The insurer’s board said on Monday that it had decided to terminate the employment of Luciano Cirinà, its head of Austria and central and eastern Europe, with immediate effect.
Generali said it made the decision due to “violations of [Cirinà’s] duty of loyalty and material breach of other personal obligations under his contract of employment”.
Cirinà has been nominated by major shareholder Francesco Gaetano Caltagirone for the role of chief executive on a rival board list ahead of the April vote, putting him in direct competition with Generali’s chief Philippe Donnet, who is on the company’s proposed list.
The rival line-up also proposes Claudio Costamagna, a former Goldman Sachs banker, as chair. Caltagirone and another top-three shareholder, Leonardo Del Vecchio, have set themselves against Mediobanca, Generali’s biggest shareholder, in a drawn-out struggle for the direction of the company.
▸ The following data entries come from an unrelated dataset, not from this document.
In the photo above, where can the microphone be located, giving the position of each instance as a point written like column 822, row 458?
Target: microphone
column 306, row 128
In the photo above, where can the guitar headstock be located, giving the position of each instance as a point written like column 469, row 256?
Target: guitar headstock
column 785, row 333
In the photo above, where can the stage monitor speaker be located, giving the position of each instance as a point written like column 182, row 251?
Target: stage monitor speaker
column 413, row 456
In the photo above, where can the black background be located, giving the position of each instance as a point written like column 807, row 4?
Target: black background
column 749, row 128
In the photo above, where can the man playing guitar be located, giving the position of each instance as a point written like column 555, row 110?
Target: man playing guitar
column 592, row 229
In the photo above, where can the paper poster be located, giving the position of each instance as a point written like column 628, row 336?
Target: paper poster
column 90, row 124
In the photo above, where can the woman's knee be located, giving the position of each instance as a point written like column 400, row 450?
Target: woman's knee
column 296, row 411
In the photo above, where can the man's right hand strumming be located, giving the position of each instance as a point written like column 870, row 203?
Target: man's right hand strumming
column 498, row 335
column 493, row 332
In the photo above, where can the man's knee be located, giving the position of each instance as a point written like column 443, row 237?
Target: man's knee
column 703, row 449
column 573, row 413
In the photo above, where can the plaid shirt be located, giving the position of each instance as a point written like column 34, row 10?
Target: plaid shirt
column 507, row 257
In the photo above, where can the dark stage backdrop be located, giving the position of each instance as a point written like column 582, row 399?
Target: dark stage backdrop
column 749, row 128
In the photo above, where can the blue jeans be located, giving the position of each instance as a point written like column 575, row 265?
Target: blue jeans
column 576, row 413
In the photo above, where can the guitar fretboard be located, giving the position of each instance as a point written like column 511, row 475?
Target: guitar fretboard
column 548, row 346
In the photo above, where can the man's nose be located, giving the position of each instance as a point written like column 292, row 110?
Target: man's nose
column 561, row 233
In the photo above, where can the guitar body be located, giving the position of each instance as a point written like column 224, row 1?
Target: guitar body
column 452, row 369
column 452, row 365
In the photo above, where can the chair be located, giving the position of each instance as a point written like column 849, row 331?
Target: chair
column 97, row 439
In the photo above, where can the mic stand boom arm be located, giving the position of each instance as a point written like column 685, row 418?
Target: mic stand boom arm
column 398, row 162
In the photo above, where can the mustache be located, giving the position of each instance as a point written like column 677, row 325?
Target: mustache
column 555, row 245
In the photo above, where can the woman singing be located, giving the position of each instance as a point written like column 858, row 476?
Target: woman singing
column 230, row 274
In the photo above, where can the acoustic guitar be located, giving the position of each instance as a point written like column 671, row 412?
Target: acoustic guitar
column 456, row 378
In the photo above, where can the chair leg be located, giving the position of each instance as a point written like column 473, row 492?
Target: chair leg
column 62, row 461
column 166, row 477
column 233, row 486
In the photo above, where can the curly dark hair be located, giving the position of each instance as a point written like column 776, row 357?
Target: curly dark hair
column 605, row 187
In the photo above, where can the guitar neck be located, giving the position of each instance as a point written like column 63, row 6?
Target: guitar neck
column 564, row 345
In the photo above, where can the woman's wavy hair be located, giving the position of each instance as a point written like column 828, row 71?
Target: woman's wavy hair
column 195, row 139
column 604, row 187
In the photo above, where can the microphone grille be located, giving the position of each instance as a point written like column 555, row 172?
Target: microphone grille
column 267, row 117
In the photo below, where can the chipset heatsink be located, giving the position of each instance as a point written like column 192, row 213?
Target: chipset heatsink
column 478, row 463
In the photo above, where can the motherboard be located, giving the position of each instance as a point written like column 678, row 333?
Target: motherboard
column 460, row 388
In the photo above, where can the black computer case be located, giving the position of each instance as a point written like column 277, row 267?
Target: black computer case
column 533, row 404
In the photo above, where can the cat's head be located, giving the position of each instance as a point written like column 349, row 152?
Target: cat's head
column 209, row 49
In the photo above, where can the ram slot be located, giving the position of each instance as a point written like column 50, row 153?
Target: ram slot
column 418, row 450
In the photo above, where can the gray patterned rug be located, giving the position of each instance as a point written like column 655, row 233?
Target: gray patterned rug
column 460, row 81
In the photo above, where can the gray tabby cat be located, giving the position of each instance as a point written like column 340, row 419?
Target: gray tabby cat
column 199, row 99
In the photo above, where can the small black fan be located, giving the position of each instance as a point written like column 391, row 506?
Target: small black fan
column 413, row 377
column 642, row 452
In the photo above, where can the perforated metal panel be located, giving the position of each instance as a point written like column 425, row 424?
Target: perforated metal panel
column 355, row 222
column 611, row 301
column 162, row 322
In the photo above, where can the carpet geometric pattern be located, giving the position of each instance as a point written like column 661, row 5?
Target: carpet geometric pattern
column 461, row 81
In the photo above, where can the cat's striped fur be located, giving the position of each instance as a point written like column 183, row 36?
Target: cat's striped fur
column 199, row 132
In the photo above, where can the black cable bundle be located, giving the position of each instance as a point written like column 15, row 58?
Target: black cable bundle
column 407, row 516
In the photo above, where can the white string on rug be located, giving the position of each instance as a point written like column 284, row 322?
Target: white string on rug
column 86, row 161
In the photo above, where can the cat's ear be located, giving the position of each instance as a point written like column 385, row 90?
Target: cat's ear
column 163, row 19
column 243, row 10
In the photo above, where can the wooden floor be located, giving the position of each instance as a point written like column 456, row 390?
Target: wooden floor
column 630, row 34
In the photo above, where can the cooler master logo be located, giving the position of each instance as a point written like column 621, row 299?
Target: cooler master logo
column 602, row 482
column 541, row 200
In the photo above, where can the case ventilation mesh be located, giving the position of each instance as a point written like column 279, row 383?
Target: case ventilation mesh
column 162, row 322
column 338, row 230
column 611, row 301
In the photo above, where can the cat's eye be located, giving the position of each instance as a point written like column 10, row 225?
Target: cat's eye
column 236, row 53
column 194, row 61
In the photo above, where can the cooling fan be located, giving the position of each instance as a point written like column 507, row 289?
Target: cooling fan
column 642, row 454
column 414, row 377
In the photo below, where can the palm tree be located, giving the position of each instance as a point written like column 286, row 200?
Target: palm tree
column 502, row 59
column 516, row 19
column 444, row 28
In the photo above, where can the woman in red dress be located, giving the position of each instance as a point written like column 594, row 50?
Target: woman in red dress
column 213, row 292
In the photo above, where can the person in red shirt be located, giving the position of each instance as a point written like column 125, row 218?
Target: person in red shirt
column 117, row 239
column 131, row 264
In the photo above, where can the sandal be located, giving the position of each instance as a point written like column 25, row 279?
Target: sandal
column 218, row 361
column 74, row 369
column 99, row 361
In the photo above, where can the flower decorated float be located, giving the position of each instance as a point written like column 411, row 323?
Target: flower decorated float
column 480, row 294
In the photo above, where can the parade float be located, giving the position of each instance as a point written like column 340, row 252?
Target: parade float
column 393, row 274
Mediobanca is backing Donnet to continue in post.
Cirinà, who did not immediately respond to a request for comment via LinkedIn, was suspended last week when it emerged that he would present a rival strategy for the company, alongside Costamagna, at the Four Seasons in Milan.
A spokesperson for the Caltagirone camp described the dismissal as an “act of weakness”, adding: “Generali seems to want to discredit one of their best managers who had originally asked for unpaid leave, which was denied by the company.”
Cirinà and Costamagna promised double-digit annual earnings growth and up to €7bn for acquisitions, going beyond what the company had set out in December.
However, the reception from analysts was mixed, with Citigroup saying that larger cost savings presented by the duo were “poorly supported”. Workers’ unions also raised doubts about the announced cost-cutting strategy.
Speaking to journalists in Milan on Friday, Cirinà said the rival plan was based on publicly available company figures and added he had not actively worked on drafting it “but had given input”. He also said the growth targets in the presentation — dubbed “Awakening the Lion”, referencing Generali’s nickname as the Lion of Trieste — did not take into account the impact of the war in Ukraine on Europe’s economy.
According to people familiar with the matter, Generali was taken by surprise when Cirinà appeared on the list backed by the rebel shareholder.
At the Milan press conference last week, the former Generali executive told reporters his suspension was “not a disciplinary action”, and that his prior unpaid leave request had been rejected due to the war in Ukraine. “I am not going to expand on the personal reasons that have led me to join the [rival camp],” he said on Friday.
Shares in Generali were up 4.4 per cent to €20.27 in lunchtime trading.